Every Wednesday the students and teachers of Halinda School in western Sydney are faced with a real challenge: how to concentrate in class with the enticing smells of homemade quiche, lasagne or pizza wafting through the corridors.
Each week it only gets more difficult as the Enterprising Edibles team further develops its cooking and marketing skills, offering evermore enticing options for Wednesday’s lunch menu.
As a school for specific purposes, Halinda caters to students who have intellectual disabilities frequently accompanied by secondary disabilities such as hearing or visual impairment.
However, through creativity and teamwork, the students are able to cook up a delicious and healthy lunch each Wednesday for between 50 and 60 people.
The Enterprising Edibles program, coordinated by teachers Rebekah Ravesi and Sue Griffin, is a cross-curriculum project that employs a wide range of the students’ skills as they prepare and deliver the lunch orders.
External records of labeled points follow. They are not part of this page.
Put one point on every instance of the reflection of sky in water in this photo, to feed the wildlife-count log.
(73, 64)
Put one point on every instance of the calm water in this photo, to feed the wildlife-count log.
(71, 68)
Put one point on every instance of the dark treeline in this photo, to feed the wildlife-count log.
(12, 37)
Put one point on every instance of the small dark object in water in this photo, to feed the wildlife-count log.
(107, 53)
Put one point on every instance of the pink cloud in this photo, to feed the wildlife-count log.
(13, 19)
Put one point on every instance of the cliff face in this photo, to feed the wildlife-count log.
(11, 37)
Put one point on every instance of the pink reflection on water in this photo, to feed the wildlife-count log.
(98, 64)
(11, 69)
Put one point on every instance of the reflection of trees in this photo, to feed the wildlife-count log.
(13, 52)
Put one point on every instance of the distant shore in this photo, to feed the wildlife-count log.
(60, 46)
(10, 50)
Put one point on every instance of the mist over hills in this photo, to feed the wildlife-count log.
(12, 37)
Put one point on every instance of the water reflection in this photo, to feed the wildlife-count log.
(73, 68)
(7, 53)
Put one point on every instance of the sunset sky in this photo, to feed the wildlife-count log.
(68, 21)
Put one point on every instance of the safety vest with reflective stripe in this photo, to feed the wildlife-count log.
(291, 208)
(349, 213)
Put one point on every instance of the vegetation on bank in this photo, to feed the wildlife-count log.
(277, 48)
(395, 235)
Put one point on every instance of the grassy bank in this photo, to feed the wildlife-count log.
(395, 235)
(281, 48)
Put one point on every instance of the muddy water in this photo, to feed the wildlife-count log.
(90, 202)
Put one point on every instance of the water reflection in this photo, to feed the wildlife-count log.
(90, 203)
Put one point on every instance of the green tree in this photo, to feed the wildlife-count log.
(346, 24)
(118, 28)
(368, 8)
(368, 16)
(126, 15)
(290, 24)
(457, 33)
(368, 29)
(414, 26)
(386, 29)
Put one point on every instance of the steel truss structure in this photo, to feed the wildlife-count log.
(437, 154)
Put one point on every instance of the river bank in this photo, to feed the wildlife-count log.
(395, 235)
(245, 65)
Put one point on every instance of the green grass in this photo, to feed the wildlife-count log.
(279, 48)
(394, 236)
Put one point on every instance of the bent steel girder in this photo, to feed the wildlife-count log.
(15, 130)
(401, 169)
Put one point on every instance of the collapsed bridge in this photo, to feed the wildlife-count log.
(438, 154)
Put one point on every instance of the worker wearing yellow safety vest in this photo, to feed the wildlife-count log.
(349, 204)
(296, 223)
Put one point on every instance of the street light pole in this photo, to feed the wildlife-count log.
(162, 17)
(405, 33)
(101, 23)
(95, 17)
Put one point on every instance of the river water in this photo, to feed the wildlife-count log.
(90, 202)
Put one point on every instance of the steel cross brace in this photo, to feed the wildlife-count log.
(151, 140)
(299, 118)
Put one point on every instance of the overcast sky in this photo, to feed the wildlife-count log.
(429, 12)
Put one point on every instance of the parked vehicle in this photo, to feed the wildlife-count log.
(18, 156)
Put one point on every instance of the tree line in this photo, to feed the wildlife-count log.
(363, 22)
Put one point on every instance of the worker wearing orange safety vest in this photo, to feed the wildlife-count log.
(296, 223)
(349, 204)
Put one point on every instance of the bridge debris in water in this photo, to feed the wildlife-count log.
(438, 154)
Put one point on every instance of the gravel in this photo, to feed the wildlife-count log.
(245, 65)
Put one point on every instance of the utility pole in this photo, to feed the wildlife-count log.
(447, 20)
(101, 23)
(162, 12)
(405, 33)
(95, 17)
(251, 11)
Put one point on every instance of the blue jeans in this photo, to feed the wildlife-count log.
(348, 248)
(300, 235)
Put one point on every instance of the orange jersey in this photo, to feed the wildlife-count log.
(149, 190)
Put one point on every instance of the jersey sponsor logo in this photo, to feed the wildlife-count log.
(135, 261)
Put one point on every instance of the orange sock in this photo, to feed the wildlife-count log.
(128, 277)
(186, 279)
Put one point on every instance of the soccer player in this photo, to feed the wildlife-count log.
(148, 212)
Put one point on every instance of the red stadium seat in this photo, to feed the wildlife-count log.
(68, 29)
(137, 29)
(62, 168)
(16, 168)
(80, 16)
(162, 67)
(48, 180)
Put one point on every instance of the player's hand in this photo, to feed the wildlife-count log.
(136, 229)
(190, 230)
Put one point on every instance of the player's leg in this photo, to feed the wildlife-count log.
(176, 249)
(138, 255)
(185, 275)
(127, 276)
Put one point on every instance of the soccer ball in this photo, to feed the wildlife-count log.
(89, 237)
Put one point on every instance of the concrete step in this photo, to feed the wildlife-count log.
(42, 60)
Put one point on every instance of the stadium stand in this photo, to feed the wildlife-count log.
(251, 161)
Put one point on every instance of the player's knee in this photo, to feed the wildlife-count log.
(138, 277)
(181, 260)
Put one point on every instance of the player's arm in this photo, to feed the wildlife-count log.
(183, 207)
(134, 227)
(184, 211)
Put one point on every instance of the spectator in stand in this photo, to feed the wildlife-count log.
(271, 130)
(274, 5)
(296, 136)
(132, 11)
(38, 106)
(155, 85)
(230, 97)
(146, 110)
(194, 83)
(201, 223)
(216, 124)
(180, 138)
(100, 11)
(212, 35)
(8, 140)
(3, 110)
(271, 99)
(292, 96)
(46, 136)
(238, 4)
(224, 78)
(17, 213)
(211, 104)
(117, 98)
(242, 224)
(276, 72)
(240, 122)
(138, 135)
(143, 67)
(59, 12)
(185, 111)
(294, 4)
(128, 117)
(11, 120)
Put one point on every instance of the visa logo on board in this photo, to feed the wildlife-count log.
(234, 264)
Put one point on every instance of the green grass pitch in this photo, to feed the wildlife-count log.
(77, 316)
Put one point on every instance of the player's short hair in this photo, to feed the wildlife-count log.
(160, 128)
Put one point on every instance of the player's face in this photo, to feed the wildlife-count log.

Principal Jan Eccleston said the program helped develop skills in functional literacy, numeracy and PDHPE outcomes such as good interpersonal skills and values education.
“The students love it, they really enjoy doing it. Some students working on the program are nonverbal and we’ve designed it to be layered so everyone can participate at their level,” Mrs Eccleston said.
The participants are involved in aspects of the project all week, from creating and distributing the menus and collecting the orders, through to planning, purchasing, preparing and delivering the meals and finally even laundering their cooking uniforms.
Mrs Eccleston said students enjoyed the increased self-esteem and sense of accomplishment that came with accepting responsibility for their tasks.
The team also had a recycling project going with their plastic lunch containers and might soon be growing some of the produce they needed through a planned, self-sustaining “bush tucker garden”.